This NOVA scienceNOW segment:

  • states that only about 1 in 10,000 people defies the odds and lives to be 100 years old.

  • studies centenarians and people older than 90 who were born at the turn of the 20th century, when life expectancy was 40 years, to learn about the factors involved in longevity.

  • explains that these individuals over 90 more easily overcome, or are resistant to, serious diseases that tend to strike in childhood and middle age.

  • explains that high levels and very large molecules of HDL, or "good" cholesterol, seem important to longevity.

  • reports that centenarians' genes were studied to look for commonalities among individuals and their differences from the general population.

  • describes experiments in which the food supply of yeast was cut, and the yeast lived about 50 percent to 60 percent longer than it normally would have.

  • relates yeast experiments involving a mutation, in one of a family of genes known as sirtuins, that boosts a DNA repair mechanism, causing the yeast to live about 50 percent longer than yeast that has the gene without the mutation.

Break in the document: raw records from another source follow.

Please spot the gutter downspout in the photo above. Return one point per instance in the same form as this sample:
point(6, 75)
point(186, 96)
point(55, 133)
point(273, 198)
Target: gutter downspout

  • presents experiments, using the roundworm C. elegans, in which a gene named Daph 2 was damaged, causing the roundworm's insulin level to decrease and its life span to increase.

  • points out that human longevity may be related to having genetic mutations that trigger an increase in DNA repair.

  • reports that red wine contains a chemical, resveratrol, that seems to stimulate the sirtuin genes and may foster human longevity.

  • states that having different variants of longevity genes may make some people resistant to age-related diseases.

Taping Rights: Can be used up to one year after the program is taped off the air.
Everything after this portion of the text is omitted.